Klasifikasi diatas saya buat. Klasifikasi hanya untuk menggambarkan "mata rantai" jasa freight forwarding. Praktek "mata rantai" jasa freght forwarding bisa lebih panjang atau lebih pendek.

Mahasiswa STAN, Cahya Budi Kurniawan, dalam skripsinya menggambarkan alur jasa freight forwarding seperti ini:
gambaran umum proses bisnis jasa freight forwarding
klik gambar supaya lebih jelas


PPN JASA FREIGHT FORWARDING
PPN atas jasa freight forwarding menggunakan nilai lainTarif efektif PPN atas jasa freight forwarding sebesar 1%.

Dasar hukum PPN atas jasa freight forwarding adalah Peraturan Menteri Keuangan nomor 121/PMK.03/2015.

Apa artinya tarif efektif 1%? 
Artinya forwarder wajib bayar PPN 1% dari TOTAL tagihan ke klien (shipper atau consignee).

Angka 1% itu didapat dari:
10% tarif PPN
10% nilai lain sebagai dasar pengenaan PPN. 

10% nilai lain ini bisa diartikan fee freight forwarding dan sisanya 90% dianggap sebagai biaya-biaya yang dapat direimbursment ke klien. 

Karena menggunakan nilai lain, maka forwarder tidak boleh mengkreditkan pajak masukkan jika ada. Pajak masukan yang mungkin dibayarkan terkait "mata rantai" forwarding mungkin sangat banyak.


PPh PASAL 23 JASA FREIGHT FORWARDING
Aturan PPh Pasal 23 atas jasa freight forwarding membolehkan forwarder memilih antara:

  • metode reimbursement
  • metode reinvoicing

Dasar hukum PPh Pasal 23 atas jasa freight forwarding adalah Peraturan Menteri Keuangan nomor 141/PMK.03/2015.

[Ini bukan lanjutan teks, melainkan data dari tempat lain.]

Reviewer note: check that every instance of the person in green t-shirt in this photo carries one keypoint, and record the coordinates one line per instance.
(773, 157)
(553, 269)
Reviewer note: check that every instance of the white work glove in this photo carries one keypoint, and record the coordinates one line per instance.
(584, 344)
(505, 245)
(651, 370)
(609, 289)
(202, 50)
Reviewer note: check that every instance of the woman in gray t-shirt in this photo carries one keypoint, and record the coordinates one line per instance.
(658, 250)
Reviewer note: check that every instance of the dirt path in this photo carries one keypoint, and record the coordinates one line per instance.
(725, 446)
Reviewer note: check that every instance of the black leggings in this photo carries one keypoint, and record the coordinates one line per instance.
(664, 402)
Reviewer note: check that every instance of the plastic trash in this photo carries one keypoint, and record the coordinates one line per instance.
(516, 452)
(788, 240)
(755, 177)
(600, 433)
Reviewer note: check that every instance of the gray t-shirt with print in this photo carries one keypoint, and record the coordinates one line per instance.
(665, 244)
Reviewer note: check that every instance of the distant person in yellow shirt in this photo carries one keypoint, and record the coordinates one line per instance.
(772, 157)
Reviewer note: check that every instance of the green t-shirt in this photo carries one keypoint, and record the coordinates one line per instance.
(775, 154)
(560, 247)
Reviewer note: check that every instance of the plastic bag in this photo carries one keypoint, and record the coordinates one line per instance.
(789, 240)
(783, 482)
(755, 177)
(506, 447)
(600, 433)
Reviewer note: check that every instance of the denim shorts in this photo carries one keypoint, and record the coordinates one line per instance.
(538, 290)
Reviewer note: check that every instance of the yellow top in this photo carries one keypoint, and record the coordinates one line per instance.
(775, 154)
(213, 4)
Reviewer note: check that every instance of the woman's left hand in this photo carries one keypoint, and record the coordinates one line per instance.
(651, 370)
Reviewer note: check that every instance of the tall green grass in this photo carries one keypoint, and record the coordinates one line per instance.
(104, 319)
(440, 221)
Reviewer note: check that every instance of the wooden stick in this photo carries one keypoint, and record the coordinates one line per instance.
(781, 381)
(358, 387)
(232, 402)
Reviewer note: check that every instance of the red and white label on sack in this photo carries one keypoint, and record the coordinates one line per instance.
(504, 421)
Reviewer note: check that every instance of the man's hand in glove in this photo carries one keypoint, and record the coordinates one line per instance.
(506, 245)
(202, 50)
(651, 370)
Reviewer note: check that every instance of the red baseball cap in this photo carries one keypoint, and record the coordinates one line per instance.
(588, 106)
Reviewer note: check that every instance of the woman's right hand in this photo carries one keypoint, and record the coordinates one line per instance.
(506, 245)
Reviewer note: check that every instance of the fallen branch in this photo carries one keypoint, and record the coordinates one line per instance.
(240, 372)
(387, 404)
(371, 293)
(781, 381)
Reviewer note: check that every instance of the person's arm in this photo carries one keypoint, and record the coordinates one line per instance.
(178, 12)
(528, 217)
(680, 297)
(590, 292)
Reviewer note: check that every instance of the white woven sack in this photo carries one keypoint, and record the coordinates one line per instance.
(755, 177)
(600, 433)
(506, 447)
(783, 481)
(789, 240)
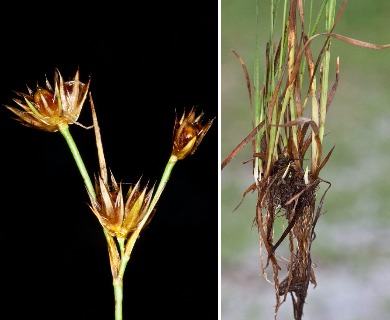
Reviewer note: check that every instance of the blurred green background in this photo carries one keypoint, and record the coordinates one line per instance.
(351, 249)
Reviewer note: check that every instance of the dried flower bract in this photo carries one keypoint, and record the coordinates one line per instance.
(118, 216)
(47, 109)
(188, 133)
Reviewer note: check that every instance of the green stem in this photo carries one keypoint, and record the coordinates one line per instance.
(64, 129)
(134, 236)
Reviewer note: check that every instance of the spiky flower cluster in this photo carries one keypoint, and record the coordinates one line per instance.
(47, 108)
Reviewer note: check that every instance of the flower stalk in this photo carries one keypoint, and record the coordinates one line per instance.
(122, 217)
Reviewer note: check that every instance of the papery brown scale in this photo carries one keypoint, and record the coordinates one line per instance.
(45, 101)
(188, 133)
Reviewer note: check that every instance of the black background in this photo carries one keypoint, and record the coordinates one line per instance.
(146, 60)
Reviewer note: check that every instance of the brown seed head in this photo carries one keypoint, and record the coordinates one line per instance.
(46, 109)
(117, 215)
(188, 133)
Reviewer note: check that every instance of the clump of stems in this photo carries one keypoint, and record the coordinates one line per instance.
(289, 107)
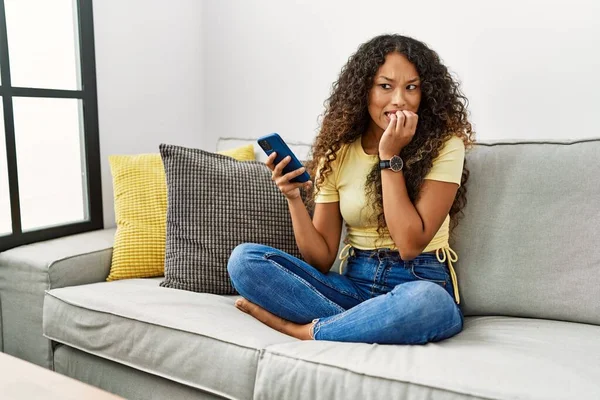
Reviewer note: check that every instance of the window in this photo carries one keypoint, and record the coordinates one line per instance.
(49, 149)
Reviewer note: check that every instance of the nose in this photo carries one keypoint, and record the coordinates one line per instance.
(398, 98)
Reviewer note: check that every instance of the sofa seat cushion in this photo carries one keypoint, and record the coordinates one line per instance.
(493, 358)
(191, 338)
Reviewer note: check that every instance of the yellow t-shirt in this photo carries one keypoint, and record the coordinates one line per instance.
(346, 184)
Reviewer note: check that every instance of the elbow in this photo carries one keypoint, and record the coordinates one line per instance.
(409, 251)
(408, 255)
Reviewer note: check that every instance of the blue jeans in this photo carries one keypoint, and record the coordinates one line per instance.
(378, 299)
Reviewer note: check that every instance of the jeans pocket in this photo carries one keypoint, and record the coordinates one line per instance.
(432, 271)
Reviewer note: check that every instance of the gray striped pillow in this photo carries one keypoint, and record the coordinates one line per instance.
(215, 203)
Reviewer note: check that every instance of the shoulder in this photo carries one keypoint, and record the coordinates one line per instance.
(453, 144)
(453, 148)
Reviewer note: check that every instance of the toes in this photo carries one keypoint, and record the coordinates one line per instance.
(241, 305)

Poin terpenting ada di Pasal 1 ayat (3) huruf b angka 4 yaitu:
pembayaran kepada penyedia Jasa yang merupakan penggantian (reimbursement) atas biaya yang telah dibayarkan penyedia jasa kepada pihak ketiga dalam rangka pemberian jasa bersangkutan sepanjang dapat dibuktikan faktur tagihan dan/ atau bukti pembayaran yang telah dibayarkan oleh penyedia jasa kepada pihak ketiga.
Ada syarat untuk menggunakan metode reimbursement. Syarat yang dimaksud adalah "dapat dibuktikan faktur tagihan dan bukti pembayaran yang telah dibayarkan oleh forwarder kepada pihak ketiga".

Siaya yang wajib membuktikan? Menurut saya pihak pengguna jasa. Pengguna jasa freight forwarding bisa pihak shipper atau pihak consignee. Intiya adalah pihak yang mengikat kontrak dengan forwarder.

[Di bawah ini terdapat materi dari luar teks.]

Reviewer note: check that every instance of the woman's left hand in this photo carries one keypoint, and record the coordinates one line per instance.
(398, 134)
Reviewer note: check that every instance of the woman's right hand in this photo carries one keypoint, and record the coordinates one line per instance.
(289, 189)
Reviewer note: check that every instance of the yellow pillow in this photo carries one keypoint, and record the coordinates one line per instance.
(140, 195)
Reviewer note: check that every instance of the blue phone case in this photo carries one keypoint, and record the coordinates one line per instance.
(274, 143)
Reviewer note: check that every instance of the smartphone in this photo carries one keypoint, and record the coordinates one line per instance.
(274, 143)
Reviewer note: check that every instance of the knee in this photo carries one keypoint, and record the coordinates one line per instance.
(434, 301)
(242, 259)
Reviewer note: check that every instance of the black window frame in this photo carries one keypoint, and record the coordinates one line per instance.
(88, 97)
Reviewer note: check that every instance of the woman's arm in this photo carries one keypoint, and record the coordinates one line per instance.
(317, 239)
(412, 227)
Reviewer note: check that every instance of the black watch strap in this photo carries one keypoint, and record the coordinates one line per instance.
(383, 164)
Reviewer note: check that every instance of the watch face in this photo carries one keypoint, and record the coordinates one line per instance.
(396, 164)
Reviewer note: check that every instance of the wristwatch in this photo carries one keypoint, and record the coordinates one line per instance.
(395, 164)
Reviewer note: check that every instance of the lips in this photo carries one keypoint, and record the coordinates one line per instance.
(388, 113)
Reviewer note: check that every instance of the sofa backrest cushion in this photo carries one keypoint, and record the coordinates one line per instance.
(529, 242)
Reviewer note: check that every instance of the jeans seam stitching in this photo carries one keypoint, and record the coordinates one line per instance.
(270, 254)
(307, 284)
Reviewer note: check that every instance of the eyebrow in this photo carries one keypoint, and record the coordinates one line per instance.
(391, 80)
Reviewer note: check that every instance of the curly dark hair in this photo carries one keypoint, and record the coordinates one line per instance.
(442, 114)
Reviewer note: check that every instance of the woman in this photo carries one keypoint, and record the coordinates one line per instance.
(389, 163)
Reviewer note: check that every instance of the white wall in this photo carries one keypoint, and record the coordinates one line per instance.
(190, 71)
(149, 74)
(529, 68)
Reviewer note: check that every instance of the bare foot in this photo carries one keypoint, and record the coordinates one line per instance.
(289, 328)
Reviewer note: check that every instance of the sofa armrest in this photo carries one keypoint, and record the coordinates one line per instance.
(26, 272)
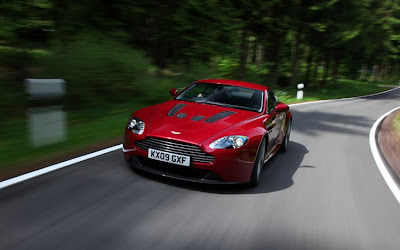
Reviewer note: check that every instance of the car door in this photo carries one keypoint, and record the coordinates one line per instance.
(274, 121)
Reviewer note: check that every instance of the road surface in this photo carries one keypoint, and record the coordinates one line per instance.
(326, 192)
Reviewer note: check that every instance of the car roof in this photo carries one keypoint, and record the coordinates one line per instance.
(244, 84)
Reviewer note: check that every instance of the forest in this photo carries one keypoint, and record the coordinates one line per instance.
(107, 50)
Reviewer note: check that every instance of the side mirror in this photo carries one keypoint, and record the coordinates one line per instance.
(281, 107)
(173, 92)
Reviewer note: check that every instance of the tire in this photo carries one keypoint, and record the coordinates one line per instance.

Pengguna jasa harus bisa memahami bahwa jika forwarder menunjukkan faktur tagihan kepada pihak ketiga maka atas faktur tersebut bukan objek PPh Pasal 23. Faktur tagihan kepada pihak ketiga dan bukti pembayaran kepada pihak ketiga bukan bagian dari jasa freight forwarding. Tetapi pengguna jasa (tentu saja) harus bayar sebagai pembayaran reimbursement. Inilah metode reimbursement.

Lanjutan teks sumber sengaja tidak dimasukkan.